When Day Was Done

For L. W.

THE clouds that watched in the west have fled;
The sun has set and the moon is high;
And nothing is left of the day that is dead
Save a fair white ghost in the eastern sky.

While the day was dying we knelt and yearned,
And hoped and prayed till its last breath died;
But since to a radiant ghost it has turned,
Shall we rest with that white grace satisfied?

The fair ghost smiles with a pale, cold smile,
As mocking as life and as hopeless as death —
Shall passionless beauty like this beguile?
Who loves a ghost without feeling or breath?
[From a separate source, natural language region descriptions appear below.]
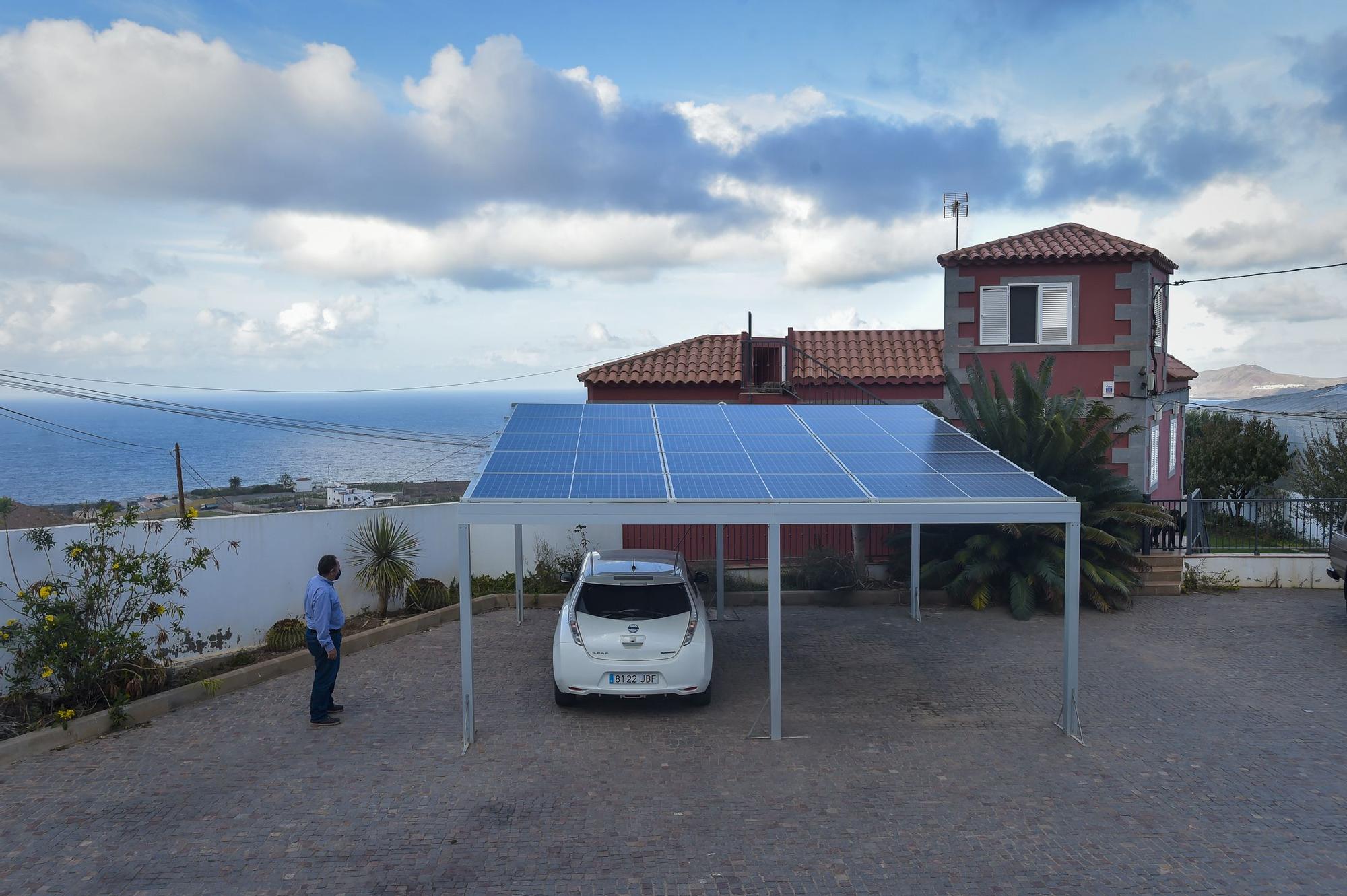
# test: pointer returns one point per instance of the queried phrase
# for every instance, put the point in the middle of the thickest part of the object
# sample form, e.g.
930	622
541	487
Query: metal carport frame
774	514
I remember a maiden as fair to see,
Who once was alive, with a heart like June;
She died, but her spirit wanders free,
And charms men's souls to the old mad tune.

Warm she was, in her life's glad day, —
Warm and fair, and faithful and sweet;
A man might have thrown a kingdom away
To kneel and love at her girlish feet.

But the night came down, and her day was done;
Hoping and dreaming were over for aye;
And then her career as a ghost was begun —
Cold she shone, like the moon on high.

For maiden or moon shall a live man yearn?
Shall a breathing man love a ghost without breath?
Shine, moon, and chill us, you cannot burn;
Go home, Girl-Ghost, to your kingdom of death.